Not the greatest view, but that's the NorVin 1000cc Cafe Racer, half Norton, half Vincent.


----------



## Garek (Feb 10, 2011)

stupid dogbot said:


> Ducatis are for fashionistas and fairweathers, really.


 
I do agree with you, however there are one or two which make me slightly weak at the knees.


----------



## stupid dogbot (Feb 10, 2011)

Yeah, I'm being intentionally harsh, really. I rode a Monster on a stunt riding course and it was a decent bike. And I like how the 1198 looks, just not how it rides. My mate bought an RSV4 last year for about the same price and he couldn't believe after riding both that people would still consider the Ducati. But it's about buying a badge for a lot of 'em.

I'll tell you a Ducati owner story...

I was sitting on my bike last summer, outside a garage with a group of mates, whilst one of our number is awaiting the mechanic to change the front tyre on his Gixxer. We're all on sports bikes, me on the R1. This guy turns up to meet his mate (whose Aprilia RSV Mille is currently front wheel-less on the ramps) on a 749. He's your classic mid-40s weekend warrior on a Duke. Branded Ducati one piece leathers, fancy sunglasses, mid-range "racing" lid. He sits and talks to us, telling us all about how the hand-built Italians are so much better than the "soulless, machine-built" Japaneses, which we all happen to be riding. 

His mate comes out with his bike, and he starts his 749 up. It sounds _terrible_. The mechanic wanders over and says "excuse me, mate. you know that's only firing on one of its cylinders, don't you".

Gales of laughter, including his mate on the (much nicer) Mille.

Bloke rides off in a huff.

Typical Ducati owner.


----------



## Garek (Feb 10, 2011)

Heh 



stupid dogbot said:


> He sits and talks to us, telling us all about how the hand-built Italians are so much better than the "soulless, machine-built" Japaneses, which we all happen to be riding.



I hate this argument, this kind of elitist bollocks. It means fuck all. I go to Rye every now in the Summer on a Sunday. Lot's of bikes there but it is pretty alienating. Loads of middle aged blokes in one pieces riding, sorry posing next to, gleaming bits of metal.
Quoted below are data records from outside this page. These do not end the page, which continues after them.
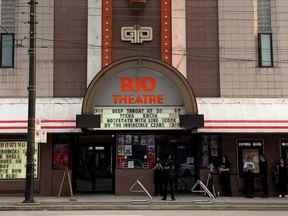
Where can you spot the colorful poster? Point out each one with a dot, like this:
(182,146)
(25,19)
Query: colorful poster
(13,160)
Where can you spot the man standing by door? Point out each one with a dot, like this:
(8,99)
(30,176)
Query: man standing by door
(168,177)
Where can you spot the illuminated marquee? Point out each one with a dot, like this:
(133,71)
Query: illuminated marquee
(139,117)
(143,87)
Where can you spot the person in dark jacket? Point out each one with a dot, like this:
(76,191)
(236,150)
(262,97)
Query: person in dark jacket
(263,165)
(281,177)
(158,177)
(248,170)
(224,173)
(168,177)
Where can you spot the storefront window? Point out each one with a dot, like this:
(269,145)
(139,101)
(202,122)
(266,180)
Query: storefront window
(135,151)
(60,156)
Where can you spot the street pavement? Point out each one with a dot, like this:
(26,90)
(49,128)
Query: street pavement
(113,202)
(143,213)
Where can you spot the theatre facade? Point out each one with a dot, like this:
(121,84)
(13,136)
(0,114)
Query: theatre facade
(121,83)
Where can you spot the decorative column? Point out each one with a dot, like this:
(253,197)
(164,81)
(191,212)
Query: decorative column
(166,34)
(106,32)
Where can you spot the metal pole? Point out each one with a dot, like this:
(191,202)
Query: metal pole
(29,186)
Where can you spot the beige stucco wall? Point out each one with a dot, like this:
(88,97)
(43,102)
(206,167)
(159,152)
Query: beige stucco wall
(239,74)
(14,82)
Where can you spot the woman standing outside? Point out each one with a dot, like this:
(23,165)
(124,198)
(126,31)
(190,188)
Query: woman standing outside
(224,173)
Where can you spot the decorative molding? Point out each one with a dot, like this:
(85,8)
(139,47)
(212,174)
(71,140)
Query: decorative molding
(136,34)
(166,32)
(106,32)
(137,3)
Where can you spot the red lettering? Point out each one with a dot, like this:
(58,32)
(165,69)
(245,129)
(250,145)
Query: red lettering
(126,84)
(148,84)
(143,84)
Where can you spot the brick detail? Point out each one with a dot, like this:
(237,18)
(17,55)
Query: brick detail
(106,32)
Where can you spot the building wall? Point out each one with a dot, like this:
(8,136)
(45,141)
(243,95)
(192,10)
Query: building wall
(239,74)
(14,81)
(122,16)
(70,54)
(202,47)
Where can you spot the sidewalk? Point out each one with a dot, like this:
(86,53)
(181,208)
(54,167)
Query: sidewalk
(112,202)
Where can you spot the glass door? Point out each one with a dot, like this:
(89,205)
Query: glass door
(94,172)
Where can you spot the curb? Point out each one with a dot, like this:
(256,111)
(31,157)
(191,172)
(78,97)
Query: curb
(142,206)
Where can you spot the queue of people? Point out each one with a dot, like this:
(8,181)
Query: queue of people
(165,177)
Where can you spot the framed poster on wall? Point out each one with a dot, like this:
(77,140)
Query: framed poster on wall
(13,160)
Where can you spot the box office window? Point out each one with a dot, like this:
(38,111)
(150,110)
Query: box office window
(135,151)
(284,149)
(61,151)
(7,50)
(265,50)
(61,156)
(249,150)
(211,150)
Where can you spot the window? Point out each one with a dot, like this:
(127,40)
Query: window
(7,50)
(265,48)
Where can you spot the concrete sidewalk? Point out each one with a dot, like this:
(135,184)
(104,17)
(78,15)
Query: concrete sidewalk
(112,202)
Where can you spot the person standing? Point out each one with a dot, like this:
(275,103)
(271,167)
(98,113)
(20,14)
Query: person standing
(263,164)
(168,177)
(249,169)
(224,173)
(158,169)
(281,173)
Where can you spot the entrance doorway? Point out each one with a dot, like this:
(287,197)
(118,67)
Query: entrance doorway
(94,168)
(184,152)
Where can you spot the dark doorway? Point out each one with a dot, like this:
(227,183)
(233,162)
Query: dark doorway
(183,150)
(93,167)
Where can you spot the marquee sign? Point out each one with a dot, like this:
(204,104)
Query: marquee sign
(139,117)
(139,93)
(136,34)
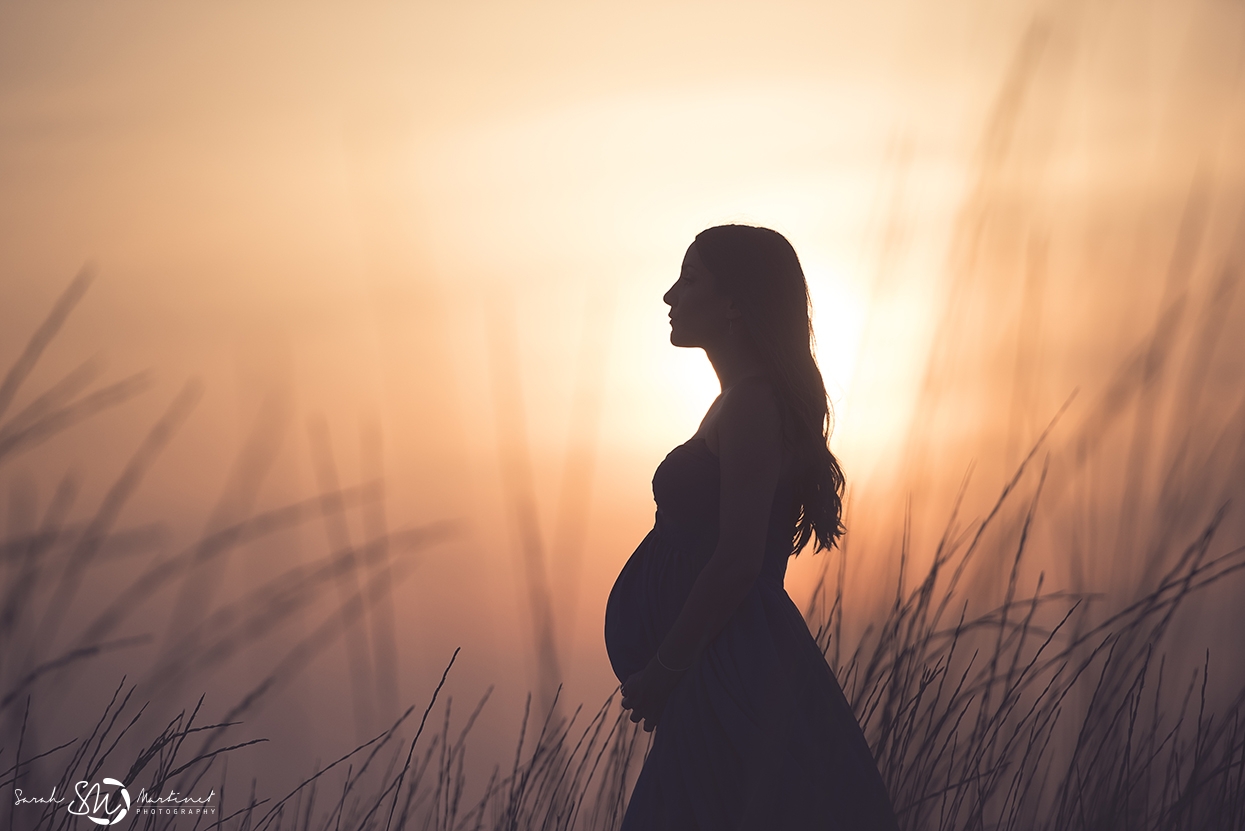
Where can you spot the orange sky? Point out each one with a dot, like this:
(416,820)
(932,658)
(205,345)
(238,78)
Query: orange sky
(338,204)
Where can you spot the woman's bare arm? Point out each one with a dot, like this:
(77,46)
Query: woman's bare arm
(750,455)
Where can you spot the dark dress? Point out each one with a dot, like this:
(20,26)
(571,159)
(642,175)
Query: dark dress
(757,734)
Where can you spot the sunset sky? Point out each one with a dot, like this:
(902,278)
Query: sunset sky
(372,213)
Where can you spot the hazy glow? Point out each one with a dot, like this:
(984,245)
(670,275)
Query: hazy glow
(354,211)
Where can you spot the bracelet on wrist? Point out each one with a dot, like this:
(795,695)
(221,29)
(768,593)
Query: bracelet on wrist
(669,669)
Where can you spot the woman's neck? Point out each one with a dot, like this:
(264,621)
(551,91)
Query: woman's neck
(733,364)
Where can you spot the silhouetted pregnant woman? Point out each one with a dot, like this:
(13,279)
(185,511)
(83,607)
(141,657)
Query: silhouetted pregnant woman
(752,729)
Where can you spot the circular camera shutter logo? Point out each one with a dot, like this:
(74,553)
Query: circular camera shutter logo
(121,814)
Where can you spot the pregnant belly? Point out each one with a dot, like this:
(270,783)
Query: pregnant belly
(649,594)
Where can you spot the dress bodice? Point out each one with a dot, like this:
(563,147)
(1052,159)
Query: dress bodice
(686,487)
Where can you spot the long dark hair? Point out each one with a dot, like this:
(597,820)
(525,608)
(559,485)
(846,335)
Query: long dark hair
(761,273)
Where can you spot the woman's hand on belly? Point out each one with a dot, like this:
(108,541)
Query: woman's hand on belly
(645,693)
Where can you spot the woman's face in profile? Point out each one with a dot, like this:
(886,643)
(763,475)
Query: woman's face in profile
(699,314)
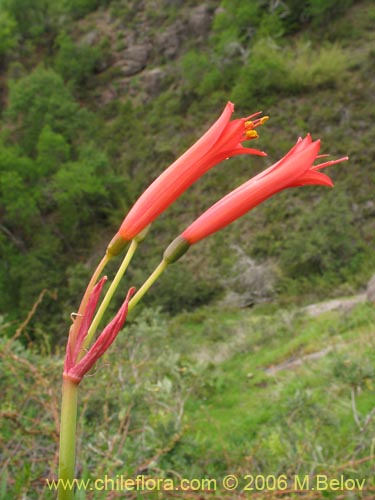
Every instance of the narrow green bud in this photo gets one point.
(176, 249)
(142, 235)
(116, 245)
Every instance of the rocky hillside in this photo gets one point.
(99, 97)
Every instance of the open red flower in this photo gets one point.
(223, 140)
(294, 169)
(75, 369)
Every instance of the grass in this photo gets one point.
(316, 417)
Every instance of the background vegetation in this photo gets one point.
(97, 98)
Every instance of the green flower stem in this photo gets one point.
(94, 278)
(147, 284)
(111, 290)
(67, 439)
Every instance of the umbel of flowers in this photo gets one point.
(224, 139)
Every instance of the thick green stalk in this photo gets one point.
(68, 424)
(111, 290)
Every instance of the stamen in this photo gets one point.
(251, 134)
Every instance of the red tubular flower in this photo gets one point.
(223, 140)
(294, 169)
(74, 369)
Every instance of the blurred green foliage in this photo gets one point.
(79, 142)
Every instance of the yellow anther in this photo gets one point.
(252, 134)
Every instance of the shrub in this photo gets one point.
(41, 99)
(8, 34)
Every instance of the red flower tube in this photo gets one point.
(294, 169)
(75, 369)
(223, 140)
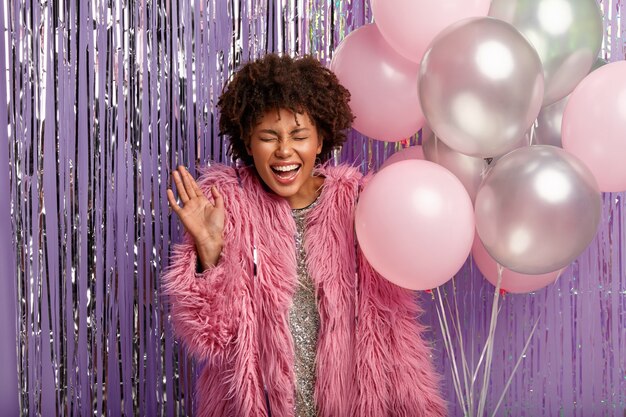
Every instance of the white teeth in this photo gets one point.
(285, 168)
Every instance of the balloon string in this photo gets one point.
(519, 360)
(531, 136)
(466, 371)
(457, 330)
(489, 344)
(447, 339)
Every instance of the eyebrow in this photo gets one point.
(296, 130)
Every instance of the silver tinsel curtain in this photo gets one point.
(100, 100)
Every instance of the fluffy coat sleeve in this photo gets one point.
(206, 307)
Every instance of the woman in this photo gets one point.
(270, 288)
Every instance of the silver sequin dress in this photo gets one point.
(304, 324)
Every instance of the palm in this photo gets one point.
(203, 220)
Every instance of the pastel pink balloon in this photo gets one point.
(412, 152)
(410, 25)
(512, 281)
(382, 85)
(415, 224)
(594, 125)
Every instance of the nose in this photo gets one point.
(283, 149)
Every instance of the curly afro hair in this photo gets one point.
(274, 82)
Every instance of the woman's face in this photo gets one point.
(284, 146)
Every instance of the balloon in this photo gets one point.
(468, 169)
(550, 118)
(594, 125)
(410, 25)
(548, 131)
(412, 152)
(415, 224)
(381, 83)
(481, 86)
(567, 35)
(537, 209)
(512, 281)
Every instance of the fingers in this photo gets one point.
(172, 200)
(217, 198)
(180, 187)
(188, 181)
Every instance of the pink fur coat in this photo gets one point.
(371, 360)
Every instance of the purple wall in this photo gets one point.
(103, 100)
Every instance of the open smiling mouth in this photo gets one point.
(286, 173)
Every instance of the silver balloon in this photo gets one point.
(567, 34)
(537, 209)
(468, 169)
(548, 131)
(480, 86)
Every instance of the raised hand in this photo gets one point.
(203, 220)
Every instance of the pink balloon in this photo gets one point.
(594, 125)
(382, 84)
(512, 281)
(415, 224)
(412, 152)
(410, 25)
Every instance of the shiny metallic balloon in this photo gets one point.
(480, 86)
(567, 34)
(468, 169)
(548, 131)
(537, 209)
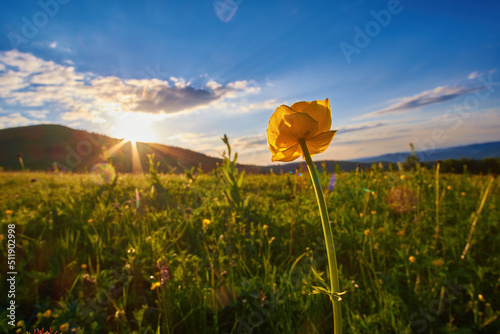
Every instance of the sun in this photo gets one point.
(135, 127)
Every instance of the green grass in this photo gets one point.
(90, 256)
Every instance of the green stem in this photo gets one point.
(330, 249)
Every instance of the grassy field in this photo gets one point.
(199, 253)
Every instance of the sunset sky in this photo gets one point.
(184, 73)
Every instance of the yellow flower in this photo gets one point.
(438, 263)
(64, 327)
(310, 121)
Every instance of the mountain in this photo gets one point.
(42, 146)
(474, 151)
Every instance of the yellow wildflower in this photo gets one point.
(309, 121)
(438, 263)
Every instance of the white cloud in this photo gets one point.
(15, 120)
(40, 114)
(34, 82)
(473, 75)
(437, 95)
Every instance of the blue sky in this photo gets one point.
(184, 73)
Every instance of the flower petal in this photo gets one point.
(275, 121)
(320, 111)
(319, 143)
(288, 155)
(298, 125)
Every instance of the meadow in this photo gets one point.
(225, 252)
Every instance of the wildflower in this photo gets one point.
(332, 182)
(310, 121)
(401, 199)
(438, 263)
(155, 285)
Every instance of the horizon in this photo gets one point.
(185, 74)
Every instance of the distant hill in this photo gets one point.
(75, 150)
(42, 146)
(474, 151)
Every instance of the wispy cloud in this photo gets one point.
(360, 127)
(434, 96)
(14, 120)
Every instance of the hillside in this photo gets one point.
(75, 150)
(474, 151)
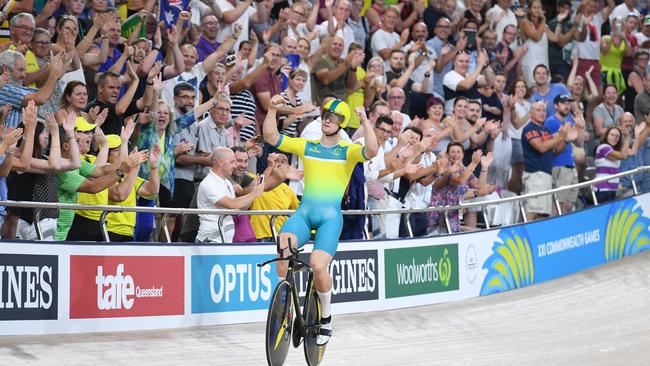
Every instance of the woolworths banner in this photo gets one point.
(67, 288)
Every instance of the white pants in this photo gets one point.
(26, 231)
(385, 226)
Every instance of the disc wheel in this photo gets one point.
(313, 352)
(278, 325)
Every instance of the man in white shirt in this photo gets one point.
(213, 131)
(500, 16)
(643, 36)
(216, 192)
(339, 26)
(459, 82)
(377, 174)
(385, 39)
(419, 34)
(624, 9)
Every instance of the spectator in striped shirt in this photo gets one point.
(615, 145)
(295, 107)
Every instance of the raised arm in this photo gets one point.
(371, 148)
(270, 126)
(220, 53)
(126, 99)
(45, 92)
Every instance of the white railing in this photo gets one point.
(38, 206)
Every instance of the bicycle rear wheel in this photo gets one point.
(278, 324)
(313, 352)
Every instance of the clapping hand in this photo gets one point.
(486, 160)
(134, 160)
(276, 102)
(154, 155)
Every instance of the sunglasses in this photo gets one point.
(333, 117)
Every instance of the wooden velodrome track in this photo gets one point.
(598, 317)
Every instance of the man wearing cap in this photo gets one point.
(75, 227)
(538, 145)
(121, 225)
(328, 166)
(564, 167)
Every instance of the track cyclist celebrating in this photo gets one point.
(328, 165)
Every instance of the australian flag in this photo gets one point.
(170, 10)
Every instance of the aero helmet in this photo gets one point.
(340, 108)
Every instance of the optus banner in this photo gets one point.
(231, 283)
(28, 287)
(421, 270)
(121, 286)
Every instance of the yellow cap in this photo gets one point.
(84, 126)
(113, 141)
(341, 108)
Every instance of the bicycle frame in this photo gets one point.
(296, 265)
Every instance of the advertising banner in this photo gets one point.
(421, 270)
(126, 286)
(61, 288)
(28, 287)
(231, 283)
(355, 276)
(540, 251)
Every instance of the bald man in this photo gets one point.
(216, 192)
(194, 72)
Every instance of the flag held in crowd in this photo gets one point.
(170, 10)
(131, 22)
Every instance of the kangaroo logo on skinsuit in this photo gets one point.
(511, 264)
(627, 230)
(444, 268)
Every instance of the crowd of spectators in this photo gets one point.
(470, 100)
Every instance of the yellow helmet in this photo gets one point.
(340, 108)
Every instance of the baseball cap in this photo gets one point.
(84, 126)
(114, 141)
(565, 97)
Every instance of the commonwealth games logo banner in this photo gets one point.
(541, 251)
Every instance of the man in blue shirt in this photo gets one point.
(538, 145)
(564, 167)
(546, 91)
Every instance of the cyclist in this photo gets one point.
(328, 165)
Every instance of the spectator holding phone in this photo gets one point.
(537, 35)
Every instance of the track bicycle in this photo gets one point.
(282, 327)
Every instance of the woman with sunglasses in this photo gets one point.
(328, 166)
(434, 120)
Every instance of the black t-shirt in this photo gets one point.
(431, 17)
(113, 123)
(390, 76)
(492, 101)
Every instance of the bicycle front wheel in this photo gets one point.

It does not surprise me one bit when I read that the average age of a bike is rising year on year.

EDIT: Hmm not very coherent thought banging round my head on this issue, but there something that bothers me about the atmosphere of a lot of these Sunday bike meets.


----------



## stupid dogbot (Feb 10, 2011)

Yeah, agreed. The Japanese factories aren't just bulk producers, they're precision operations. Yes, they churn out a thousand machines in the time it takes the Italians to build two, but their quality control is pretty stringent. The only Euro-built bikes that have the same build-quality feel I've ridden have been the Beamers - an R1150GS and obviously, the S1000. I sure there are others, but I hate this idea that it must be hand built to be "worthy".

The R1 gets pleasant attention, mostly. People come and look at it, and it's all very relaxed and chatty. One bloke with a '98 asked if he could sit on it to see how it felt, as he'd thought about buying one. Mostly, I get questions about the crossplane and how it works, which leads to quickly glazing expressions.

I really don't mind the Dukes themselves, but for those guys with that attitude, I say you'll have a job staying on my back wheel out of a corner... 

I grew up on battered scramblers and filthy, borrowed Gas-Gas trials bikes. Having something shiny at all is a huge bonus to me.


----------



## Garek (Feb 10, 2011)

stupid dogbot said:


> Having something shiny at all is a huge bonus to me.


 
If I had a garage I would certainly get me self one it has to be said. I'd quite like a ZX-6R.


----------



## Part 2 (Feb 10, 2011)

stupid dogbot said:


> That's _gorgeous_.


 
Guess you may have googled already but here's the link anyway...10 bikes built around classic british engines

http://www.falconmotorcycles.com/index.php


----------



## geminisnake (Feb 10, 2011)

LOL @ the duke owner  I've met some decent ducati owners as well as some right tits but you get tits on most bikes these days ime. 

That Falcon is well tasty!!


----------



## DownwardDog (Feb 11, 2011)

stupid dogbot said:


> Yeah, agreed. The Japanese factories aren't just bulk producers, they're precision operations. Yes, they churn out a thousand machines in the time it takes the Italians to build two, but their quality control is pretty stringent.


 
In terms of fit and finish, my 999 was far superior to the RC45 I had before it. The 999 was superbly designed and put together whereas the RC45 had a super cheap finish and lots of nasty fasteners. The 999 electrics were a fucking nightmare though as a cable got crimped, probably in the PDI at the dealer, and it took months of intermittent faults to trace the problem. I had 3 R1s from 2003-2006 and they were all faultless but I don't think I could bring myself to own the current "surprised toad" one.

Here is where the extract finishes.